Onlar birtakım eski kalıpların bu ülkeye, bu millete, bu devlete dar geldiğini; daha uygun, daha elverişli kalıplara, ölçülere, değerlere, müesseselere geçilmesi gerektiğini de anlayamıyorlar.

Onlar bunca kokuşmanın, rüşvetin, soygunun, talanın, hırsızlığın, haram yiyiciliğin, eşkiyalığın, kötülüğün, bozukluğun, haksızlığın, hukuksuzluğun hep böyle devam edemeyeceğini de anlayamıyorlar.

Onlar, bu memlekette yaşayan her kesime mensup bütün namuslu, dürüst, akıllı, bilge aydınların ve temsilcilerin toplumsal bir barış ve sosyal bir uzlaşma hususunda birleşmeleri gerektiğini de anlayamıyorlar.

Onlar baskıyla, tehditle, sindirmeyle, hukuka ve adalete zıt kanunlarla eski düzenin hep devam edeceğini sanıyor ve feci şekilde aldanıyorlar.

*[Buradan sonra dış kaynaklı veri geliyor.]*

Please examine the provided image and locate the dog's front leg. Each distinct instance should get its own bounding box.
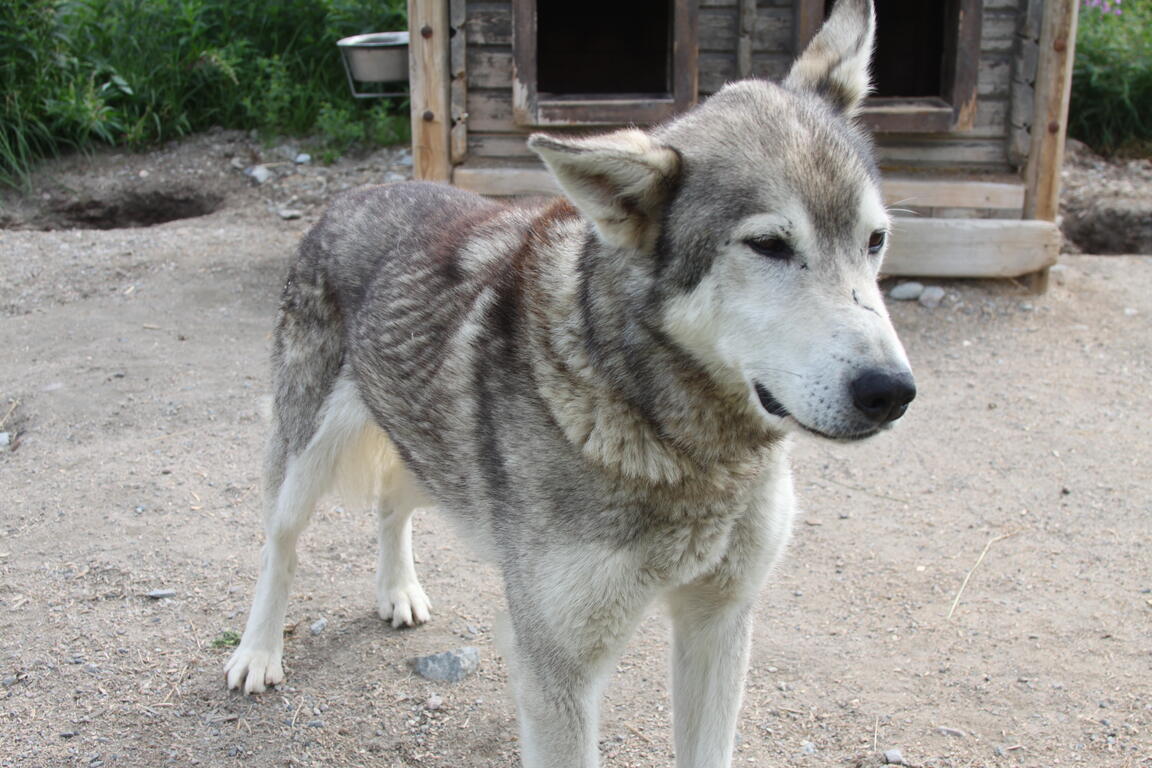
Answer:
[502,546,653,768]
[669,583,752,768]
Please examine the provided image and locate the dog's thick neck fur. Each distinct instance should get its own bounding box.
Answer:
[526,201,782,485]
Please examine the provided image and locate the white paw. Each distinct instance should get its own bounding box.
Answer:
[377,579,432,629]
[223,644,285,693]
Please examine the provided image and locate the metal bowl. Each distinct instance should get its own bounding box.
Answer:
[336,32,408,83]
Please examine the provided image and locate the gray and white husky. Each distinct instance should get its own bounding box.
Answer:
[226,0,915,768]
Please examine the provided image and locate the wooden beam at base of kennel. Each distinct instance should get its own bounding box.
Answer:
[882,219,1060,277]
[408,0,452,181]
[452,161,1024,214]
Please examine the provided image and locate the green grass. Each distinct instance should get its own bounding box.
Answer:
[0,0,407,185]
[212,630,240,648]
[1068,0,1152,155]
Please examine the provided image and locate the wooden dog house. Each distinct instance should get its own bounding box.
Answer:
[409,0,1078,282]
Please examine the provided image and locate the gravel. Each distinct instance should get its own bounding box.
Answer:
[918,286,945,310]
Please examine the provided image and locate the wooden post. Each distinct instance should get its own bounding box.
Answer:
[1024,0,1079,221]
[1024,0,1079,294]
[408,0,452,182]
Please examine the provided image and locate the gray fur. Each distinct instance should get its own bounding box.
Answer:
[228,0,910,768]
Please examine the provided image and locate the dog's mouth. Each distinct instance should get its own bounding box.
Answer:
[756,381,791,419]
[753,381,882,442]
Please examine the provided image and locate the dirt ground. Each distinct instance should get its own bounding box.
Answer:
[0,135,1152,768]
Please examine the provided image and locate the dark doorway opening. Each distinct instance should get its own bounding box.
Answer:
[825,0,958,98]
[536,0,673,96]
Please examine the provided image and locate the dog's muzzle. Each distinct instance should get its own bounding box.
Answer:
[850,370,916,426]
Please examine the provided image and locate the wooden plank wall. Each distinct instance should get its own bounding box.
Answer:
[464,0,1036,173]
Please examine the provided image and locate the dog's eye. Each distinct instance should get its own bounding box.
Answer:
[744,237,796,261]
[867,229,888,254]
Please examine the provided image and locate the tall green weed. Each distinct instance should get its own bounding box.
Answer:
[0,0,407,184]
[1068,0,1152,155]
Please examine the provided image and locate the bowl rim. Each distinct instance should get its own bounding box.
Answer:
[336,31,408,48]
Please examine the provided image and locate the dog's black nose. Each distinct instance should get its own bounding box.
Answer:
[851,371,916,424]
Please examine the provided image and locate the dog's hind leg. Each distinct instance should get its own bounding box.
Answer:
[225,379,374,693]
[376,444,432,629]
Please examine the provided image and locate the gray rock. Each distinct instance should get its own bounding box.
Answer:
[408,646,480,683]
[244,166,276,184]
[888,281,924,302]
[919,286,943,310]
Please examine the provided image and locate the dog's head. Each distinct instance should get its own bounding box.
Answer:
[530,0,916,440]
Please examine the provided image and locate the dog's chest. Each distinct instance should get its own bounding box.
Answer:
[638,515,736,586]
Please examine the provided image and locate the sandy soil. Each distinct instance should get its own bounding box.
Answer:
[0,138,1152,768]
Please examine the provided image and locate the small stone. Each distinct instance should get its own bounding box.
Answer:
[408,646,480,683]
[888,281,924,302]
[919,286,943,310]
[244,166,275,184]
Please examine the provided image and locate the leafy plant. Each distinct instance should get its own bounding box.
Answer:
[1068,0,1152,154]
[212,630,240,648]
[0,0,407,184]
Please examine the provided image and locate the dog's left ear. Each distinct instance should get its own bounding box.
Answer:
[785,0,876,116]
[528,129,680,250]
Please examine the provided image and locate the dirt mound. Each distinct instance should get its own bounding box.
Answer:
[1060,139,1152,253]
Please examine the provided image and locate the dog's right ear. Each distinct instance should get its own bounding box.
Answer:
[528,129,680,250]
[785,0,876,116]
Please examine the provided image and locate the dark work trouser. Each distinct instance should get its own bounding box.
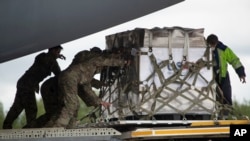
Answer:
[3,89,37,129]
[218,73,233,106]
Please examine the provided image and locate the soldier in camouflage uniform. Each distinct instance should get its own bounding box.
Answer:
[45,47,127,128]
[23,76,103,128]
[3,46,65,129]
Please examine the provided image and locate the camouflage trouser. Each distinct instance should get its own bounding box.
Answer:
[45,72,80,128]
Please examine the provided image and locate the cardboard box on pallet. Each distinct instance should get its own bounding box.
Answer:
[101,27,215,119]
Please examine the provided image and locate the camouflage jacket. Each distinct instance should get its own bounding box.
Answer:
[59,51,125,106]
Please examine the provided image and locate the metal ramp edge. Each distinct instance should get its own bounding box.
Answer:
[0,128,121,141]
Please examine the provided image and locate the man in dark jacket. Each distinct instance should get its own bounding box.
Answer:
[207,34,246,106]
[3,45,65,129]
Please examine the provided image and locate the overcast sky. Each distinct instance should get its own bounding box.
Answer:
[0,0,250,112]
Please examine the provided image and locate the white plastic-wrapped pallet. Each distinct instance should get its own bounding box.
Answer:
[101,27,215,119]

Bugünkü Türkiye’de az çok fabrika, otomobil, asfalt yol, lüks tüketim eşyası, yollar, köprüler, barajlar, kocaman beton binalar, teknik var ama ne yazık ki, ilim, irfan, kültür, hikmet, iz’an, basiret, feraset, fetanet, uzak görüşlülük, yeteri kadar mevcut değil.

Ülke büyük buhranlar, sancılar içinde kıvranıyor. Lakin birtakım kocaman ve önemli adamlar kendi ikballerinden, kendi çıkarlarından, kendi ihtiraslarından, kendi şehvetlerinden başka bir şey düşünmüyorlar.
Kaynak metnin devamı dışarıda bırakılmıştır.